Постепенно холодело и во мне сердце; молнии зажигались снопами по теменам далеких гор и разгорались, как извержения вулканов; буйный вихорь крутил и бросал капли крупнее винограда, а потом воцарялась опять душная неподвижность в воздухе; земля колебалась и звучала под ногой будто пустая. Я невольно вспомнил о последнем дне Помпеи[57]… «Почему ж не погибнуть этому краю от землетрясения и лавы!» – думал я, и думал это не в шутку: гроза бушевала все ужаснее и ужаснее. Никогда и никому не расскажу про думы, которые волновали меня в этот час: люди мне не поверят, а бог меня видел сам. Скажу одно: в ту минуту, когда я убедился, что все меня окружающее должно через миг разлететься вдребезги и в искры, у меня было странное желание, дикое желание – погибнуть вместе с Лилиею, прижать ее в первый раз к сердцу и потонуть в пламени любви и земле крушения!..

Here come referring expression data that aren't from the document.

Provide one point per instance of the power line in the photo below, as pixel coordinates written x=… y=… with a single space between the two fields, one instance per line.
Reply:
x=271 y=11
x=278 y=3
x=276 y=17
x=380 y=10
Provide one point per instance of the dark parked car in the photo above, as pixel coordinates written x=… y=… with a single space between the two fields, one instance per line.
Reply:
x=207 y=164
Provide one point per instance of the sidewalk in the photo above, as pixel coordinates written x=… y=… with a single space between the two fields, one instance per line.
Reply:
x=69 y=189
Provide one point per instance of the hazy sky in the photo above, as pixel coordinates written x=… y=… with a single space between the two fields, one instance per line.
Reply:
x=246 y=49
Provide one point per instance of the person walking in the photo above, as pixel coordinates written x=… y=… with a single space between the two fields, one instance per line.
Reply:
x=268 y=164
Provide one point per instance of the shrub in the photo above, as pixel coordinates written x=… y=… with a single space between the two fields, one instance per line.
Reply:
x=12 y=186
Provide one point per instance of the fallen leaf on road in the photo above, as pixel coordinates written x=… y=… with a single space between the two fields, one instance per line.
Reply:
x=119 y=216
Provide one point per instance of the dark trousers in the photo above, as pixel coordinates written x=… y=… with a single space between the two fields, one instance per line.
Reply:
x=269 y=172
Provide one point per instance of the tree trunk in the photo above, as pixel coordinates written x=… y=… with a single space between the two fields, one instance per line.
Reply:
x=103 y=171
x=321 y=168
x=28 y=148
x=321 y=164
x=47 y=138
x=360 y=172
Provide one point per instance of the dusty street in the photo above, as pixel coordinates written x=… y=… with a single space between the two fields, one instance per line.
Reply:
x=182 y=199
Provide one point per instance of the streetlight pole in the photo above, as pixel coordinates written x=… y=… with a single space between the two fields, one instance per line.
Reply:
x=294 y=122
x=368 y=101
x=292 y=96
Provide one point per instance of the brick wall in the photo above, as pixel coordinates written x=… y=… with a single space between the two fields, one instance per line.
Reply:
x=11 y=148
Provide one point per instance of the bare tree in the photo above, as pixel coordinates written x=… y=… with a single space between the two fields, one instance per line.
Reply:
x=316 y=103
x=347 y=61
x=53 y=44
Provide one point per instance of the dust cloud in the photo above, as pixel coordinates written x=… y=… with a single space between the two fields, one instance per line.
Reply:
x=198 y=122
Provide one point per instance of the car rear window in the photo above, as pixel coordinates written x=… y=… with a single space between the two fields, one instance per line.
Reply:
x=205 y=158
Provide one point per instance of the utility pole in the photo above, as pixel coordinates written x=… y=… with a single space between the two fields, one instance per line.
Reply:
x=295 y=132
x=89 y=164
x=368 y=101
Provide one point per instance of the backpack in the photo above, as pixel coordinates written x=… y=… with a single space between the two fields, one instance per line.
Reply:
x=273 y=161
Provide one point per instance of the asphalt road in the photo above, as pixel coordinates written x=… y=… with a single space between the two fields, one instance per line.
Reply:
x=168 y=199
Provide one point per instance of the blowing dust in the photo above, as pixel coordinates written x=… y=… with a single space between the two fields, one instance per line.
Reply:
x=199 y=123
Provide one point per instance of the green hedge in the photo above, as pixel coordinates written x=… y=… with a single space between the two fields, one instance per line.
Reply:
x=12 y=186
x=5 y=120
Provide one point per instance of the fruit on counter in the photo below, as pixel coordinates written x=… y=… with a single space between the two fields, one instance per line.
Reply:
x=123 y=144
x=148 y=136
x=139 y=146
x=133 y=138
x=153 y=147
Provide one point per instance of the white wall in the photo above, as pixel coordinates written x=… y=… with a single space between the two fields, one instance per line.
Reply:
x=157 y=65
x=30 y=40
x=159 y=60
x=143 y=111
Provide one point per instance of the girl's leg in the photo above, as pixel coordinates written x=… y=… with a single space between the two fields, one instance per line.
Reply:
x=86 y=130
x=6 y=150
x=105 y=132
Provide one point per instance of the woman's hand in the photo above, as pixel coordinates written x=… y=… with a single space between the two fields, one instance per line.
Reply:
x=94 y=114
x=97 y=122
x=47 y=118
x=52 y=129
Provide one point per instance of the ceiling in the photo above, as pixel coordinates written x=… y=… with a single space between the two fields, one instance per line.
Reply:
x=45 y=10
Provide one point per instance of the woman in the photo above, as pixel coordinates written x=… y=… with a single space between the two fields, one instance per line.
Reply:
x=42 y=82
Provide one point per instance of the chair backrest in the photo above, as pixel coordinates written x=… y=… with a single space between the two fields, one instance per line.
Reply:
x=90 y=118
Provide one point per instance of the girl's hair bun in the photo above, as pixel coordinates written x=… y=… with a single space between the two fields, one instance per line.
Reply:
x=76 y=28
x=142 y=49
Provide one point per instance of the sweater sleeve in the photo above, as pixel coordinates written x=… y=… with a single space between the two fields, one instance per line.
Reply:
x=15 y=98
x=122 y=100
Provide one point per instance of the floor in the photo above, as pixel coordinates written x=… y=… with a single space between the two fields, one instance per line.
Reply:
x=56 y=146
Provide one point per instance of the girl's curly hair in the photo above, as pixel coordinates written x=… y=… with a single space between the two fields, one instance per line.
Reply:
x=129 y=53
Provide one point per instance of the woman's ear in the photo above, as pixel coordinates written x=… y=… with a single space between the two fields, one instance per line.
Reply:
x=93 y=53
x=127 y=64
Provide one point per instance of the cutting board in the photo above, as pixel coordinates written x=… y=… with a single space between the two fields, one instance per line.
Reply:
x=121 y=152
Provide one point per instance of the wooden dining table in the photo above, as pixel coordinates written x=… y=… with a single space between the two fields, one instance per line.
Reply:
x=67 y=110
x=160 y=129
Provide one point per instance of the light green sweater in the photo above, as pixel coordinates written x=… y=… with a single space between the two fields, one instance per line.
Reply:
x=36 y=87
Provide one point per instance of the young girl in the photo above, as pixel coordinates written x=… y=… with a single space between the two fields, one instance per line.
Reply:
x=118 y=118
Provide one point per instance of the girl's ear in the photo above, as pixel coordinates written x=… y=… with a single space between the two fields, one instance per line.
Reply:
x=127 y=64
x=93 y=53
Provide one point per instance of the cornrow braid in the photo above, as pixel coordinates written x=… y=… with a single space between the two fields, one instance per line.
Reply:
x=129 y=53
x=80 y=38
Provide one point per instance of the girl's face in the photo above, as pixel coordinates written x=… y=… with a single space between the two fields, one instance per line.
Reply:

К рассвету мы были уже с отрядом за пятнадцать верст от лагеря. Взяли с боя пропасть сена и просушились от проливного дождя, заключившего ночную бурю, у пожара сожженных нами аулов. Жаль: у меня убили лихого унтер-офицера.
12 октября.
Я тоскую, здесь горечь. Чувствую, что рука судьбы тяготеет на моем сердце, и нет друга, нет родного вблизи, кто бы снял с меня половину бремени. Это одиночество, этот воздух чужбины душат меня, – сегодня втрое, чем когда-нибудь, – необычайно!.. Шапсуги[58] дрались на славу – отважно, упорно. Много храбрых пало с обеих сторон; много пролилось крови на каждую спорную скалу. Перестрелка на час умолкла: отряд остановился для разработки дороги сквозь неприступные прежде утесы. Задыхаясь, весь в поту, насилу вскарабкался я на круть и сел под дерево, Застрельщики мои, раскинутые цепью, улеглись за камнями и кустами, глаза настороже, и палец на курке. Солнце, больное осенью, лишь повременно бросало свои бледные лучи в глубину дикого, необитаемого угце-лия, по обеим сторонам которого мы тянулись. Облака стадились по хребтам Маркотча[59]; горный ветер кружил иссохшими листьями; грустная дума запала мне в голову, – грустная и отрадная вместе она была: мне недолго жить, и зачем, в самом деле, разводить водой безрадостную жизнь мою? Я с раскаянием обращался к прошлому, с мольбою простирал руки к будущему: нет ответа, нет привета. Иногда на прежнее можно купить то, что будет: у меня бездна призывает бездну!..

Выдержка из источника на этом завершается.